New forces will be built to suit that new understanding. The
remaining nuclear force will be one part. Ballistic missile defense
and a range of other innovative, and unstated, defenses will be
another. There will be defense systems we will never hear about,
like cyber-war defenses. Next, advanced conventional capabilities
designed around the new kinds of wars we expect to fight. The
budget provides for significant growth of Special Operations
forces, and purchase of a whole pile of manned and unmanned
aircraft, for both reconnaissance and attack. We'll be launching
"smart satellites," and other space-based systems, which -- sooner
or later -- will include our own hunter-killer satellites. All of
this will be in a framework of moving information from sensor to
shooter almost instantaneously. The new buzzword -- "jointness" --
means that our new forces will be designed from the ground up to
capitalize on the strengths of each other.
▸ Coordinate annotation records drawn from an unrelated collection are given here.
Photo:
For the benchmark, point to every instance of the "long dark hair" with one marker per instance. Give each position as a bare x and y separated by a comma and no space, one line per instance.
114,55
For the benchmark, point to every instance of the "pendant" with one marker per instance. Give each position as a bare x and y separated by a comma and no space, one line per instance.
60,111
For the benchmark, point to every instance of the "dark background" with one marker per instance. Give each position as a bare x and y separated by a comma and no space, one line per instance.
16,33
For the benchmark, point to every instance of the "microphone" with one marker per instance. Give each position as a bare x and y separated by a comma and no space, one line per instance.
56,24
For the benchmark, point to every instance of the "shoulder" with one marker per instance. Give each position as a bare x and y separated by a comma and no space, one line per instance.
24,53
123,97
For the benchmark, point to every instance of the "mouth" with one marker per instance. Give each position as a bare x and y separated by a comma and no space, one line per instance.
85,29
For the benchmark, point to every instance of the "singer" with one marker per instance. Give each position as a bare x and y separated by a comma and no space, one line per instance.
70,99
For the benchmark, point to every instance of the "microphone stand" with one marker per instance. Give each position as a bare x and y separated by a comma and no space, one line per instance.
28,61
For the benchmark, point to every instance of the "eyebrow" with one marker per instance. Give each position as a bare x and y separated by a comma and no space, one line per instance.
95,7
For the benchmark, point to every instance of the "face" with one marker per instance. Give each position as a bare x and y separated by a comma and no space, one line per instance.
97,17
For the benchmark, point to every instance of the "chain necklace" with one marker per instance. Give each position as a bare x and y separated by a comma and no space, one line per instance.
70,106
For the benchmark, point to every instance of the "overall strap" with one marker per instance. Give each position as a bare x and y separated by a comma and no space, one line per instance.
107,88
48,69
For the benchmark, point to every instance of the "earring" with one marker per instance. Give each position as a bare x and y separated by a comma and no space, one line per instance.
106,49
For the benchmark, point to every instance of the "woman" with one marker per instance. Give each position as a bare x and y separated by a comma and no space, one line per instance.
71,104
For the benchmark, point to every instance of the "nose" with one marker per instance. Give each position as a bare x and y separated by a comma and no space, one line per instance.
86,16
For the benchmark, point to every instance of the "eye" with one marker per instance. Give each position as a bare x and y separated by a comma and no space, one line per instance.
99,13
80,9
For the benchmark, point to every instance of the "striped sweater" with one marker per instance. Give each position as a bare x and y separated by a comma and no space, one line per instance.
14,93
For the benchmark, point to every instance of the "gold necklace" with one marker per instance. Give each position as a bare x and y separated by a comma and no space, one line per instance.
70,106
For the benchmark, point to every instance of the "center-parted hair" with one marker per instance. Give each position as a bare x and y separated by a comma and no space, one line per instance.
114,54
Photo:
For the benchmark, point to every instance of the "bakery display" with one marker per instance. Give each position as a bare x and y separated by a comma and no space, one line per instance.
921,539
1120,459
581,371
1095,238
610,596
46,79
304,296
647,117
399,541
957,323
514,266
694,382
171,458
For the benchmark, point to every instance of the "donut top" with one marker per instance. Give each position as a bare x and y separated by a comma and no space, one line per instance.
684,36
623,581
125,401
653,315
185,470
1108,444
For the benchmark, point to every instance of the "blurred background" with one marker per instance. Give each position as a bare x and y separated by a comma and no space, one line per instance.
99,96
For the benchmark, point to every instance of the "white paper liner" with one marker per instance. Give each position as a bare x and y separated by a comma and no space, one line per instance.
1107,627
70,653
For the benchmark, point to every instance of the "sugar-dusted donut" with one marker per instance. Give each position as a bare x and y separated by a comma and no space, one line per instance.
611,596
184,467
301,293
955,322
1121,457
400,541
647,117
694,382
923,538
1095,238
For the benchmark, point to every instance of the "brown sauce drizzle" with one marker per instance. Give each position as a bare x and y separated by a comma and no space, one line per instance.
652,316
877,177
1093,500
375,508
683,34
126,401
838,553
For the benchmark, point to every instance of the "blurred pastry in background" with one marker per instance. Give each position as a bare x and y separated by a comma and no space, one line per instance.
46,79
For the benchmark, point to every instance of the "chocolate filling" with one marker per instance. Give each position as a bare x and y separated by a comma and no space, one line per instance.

Rumsfeld's plan fits the Bush Doctrine: from now on, we won't
wait for the other guy to throw the first punch. We won't wait for
another 9-11. When we see a threat coming, we'll shoot first, and
talk later. Thanks to Big Dog, we'll be able to hit what we aim at.
Anywhere, anytime, baby.
Jed Babbin was a deputy undersecretary of defense in
the first Bush administration, and now occasionally appears as a
talking warhead on the Fox News Channel.